It's a pins and needles kind of week at home and in the office. At the end of the week, a man the FBI believes to have been involved in at least six killings will be released from prison. I helped put him there, and the last time I saw him he threatened me. I can't help but wonder whether my family or I will be the next notches on his belt.
I met the man in the most extraordinary case of my career. My client answered the front door to his apartment one evening and was met by a masked man. Muzzled flashes lit the night, and my client was shot in the stomach. He collapsed as the masked shooter ran away. He survived, but suffered a lot.
Police had no leads in the shooting. They investigated my client's wife, and questioned his business dealings. We were hired to keep the police off of his back and to focus them on finding the person responsible for the shooting.
Because my client was visible within his industry, trade publications reported his fate. One day my client received a letter from a prisoner in Florida. The prisoner read about the shooting and told the client that his cellmate boasted of involvement. I hopped a plane to interview the cellmate. It turns out he was the masked shooter. He had been paid by another man to do the job. He didn't know my client. It was just business, you see. He was sorry for what he had done.
We learned the identity of the man who paid the shooter. We had very good reason to believe that the payer was merely an intermediary for a former business partner of my client's. I went to see the middle man in another prison, where he was doing time on an unrelated crime. I noticed his deposition in a dismal place called the Glades Correctional Center in Florida.
"I know who you are," the man said, hiding behind his sunglasses and looking every bit the tough guy. We were sitting in a mess hall, beefy guards standing nearby.
"How's that?" I asked.
"You think you're a tough guy," he sneered.
"No, just determined," I said.
"Yeah, well just because I am on the inside doesn't mean I don't have friends on the outside," he said. His voice was pure menace.

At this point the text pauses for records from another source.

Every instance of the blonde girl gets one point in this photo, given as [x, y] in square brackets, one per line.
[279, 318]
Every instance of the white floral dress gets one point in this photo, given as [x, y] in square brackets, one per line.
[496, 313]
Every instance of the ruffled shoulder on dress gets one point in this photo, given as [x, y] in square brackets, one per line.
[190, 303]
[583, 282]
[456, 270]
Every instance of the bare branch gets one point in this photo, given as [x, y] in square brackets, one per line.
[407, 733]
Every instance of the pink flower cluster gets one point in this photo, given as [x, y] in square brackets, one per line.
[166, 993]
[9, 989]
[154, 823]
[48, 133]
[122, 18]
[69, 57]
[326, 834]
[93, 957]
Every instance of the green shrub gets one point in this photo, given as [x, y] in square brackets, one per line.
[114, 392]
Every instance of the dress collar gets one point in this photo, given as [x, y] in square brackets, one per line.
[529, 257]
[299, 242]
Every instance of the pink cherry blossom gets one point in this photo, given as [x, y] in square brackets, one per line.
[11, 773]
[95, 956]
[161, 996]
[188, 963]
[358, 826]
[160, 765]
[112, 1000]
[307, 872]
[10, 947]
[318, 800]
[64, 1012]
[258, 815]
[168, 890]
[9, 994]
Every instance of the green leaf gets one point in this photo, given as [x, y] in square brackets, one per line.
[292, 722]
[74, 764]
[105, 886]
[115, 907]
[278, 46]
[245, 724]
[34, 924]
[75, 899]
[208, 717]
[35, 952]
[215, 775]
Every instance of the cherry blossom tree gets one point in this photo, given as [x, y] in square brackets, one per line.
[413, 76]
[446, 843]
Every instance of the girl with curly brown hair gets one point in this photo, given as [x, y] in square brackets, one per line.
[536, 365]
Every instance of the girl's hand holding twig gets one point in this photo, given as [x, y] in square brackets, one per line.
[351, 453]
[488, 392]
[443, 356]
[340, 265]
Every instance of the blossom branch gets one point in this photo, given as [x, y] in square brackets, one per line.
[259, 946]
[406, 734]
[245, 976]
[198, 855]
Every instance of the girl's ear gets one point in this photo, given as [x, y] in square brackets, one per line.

I kept thinking of the meeting I had had with an FBI agent, the one who told me this man was a suspect in a number of killings in the Southeast.
What to do when so challenged?
I did the only thing reasonable under the circumstances.
"Is that supposed to be some kind of threat?" I was trying to act tough. "Well, I've got news for you. I like my pussy in skirts, and by the looks of you, Bubba and the boys have about worn you out." The man lunged for me, and we were separated by guards. Needless to say, he never told me who paid him.
We made out our case with the middle man's cooperation and ended up collecting a fat sum from my client's former business partner after years of bitter litigation. When the former business partner sought to avoid trial by filing bankruptcy, we challenged the bankruptcy in an adversarial proceeding. The case settled before the judge could rule.
The business partner was never charged with a crime, however. But his name turned up on the middle man's visitor's list at one prison or another. And the middle man was ultimately sentenced to 15 years in Connecticut for his role in the shooting. That sentence ends this week. Because he never relented and told who paid him to hire a shooter, he has been offered no parole. Fifteen years of silence, and this week freedom.
Am I scared? Yes. I've had to discuss this with my wife, a woman who deserves far more peace than my tempestuous ways have yielded over the years. But I am not sure what else I could have done. We played a hard game with dangerous men to seek out those responsible for nearly killing my client. We tried to bring folks to justice.
This week I am worried about revenge, worried, but resigned. I have always believed that one is defined by how one responds to fear. My style is counter phobic. Walk into the center of the storm, I say. Thus far, I have always survived; I justify my ways by saying the running is a form of death. It is better to face the end than to flee. It is, after all, appointed unto all once to die.
That sounds heroic in the abstract. Tonight it feels a little like foolish bravado. I hope that in the weeks and months to come I have a chance to reassess things, and that a vicious man has long since forgotten me.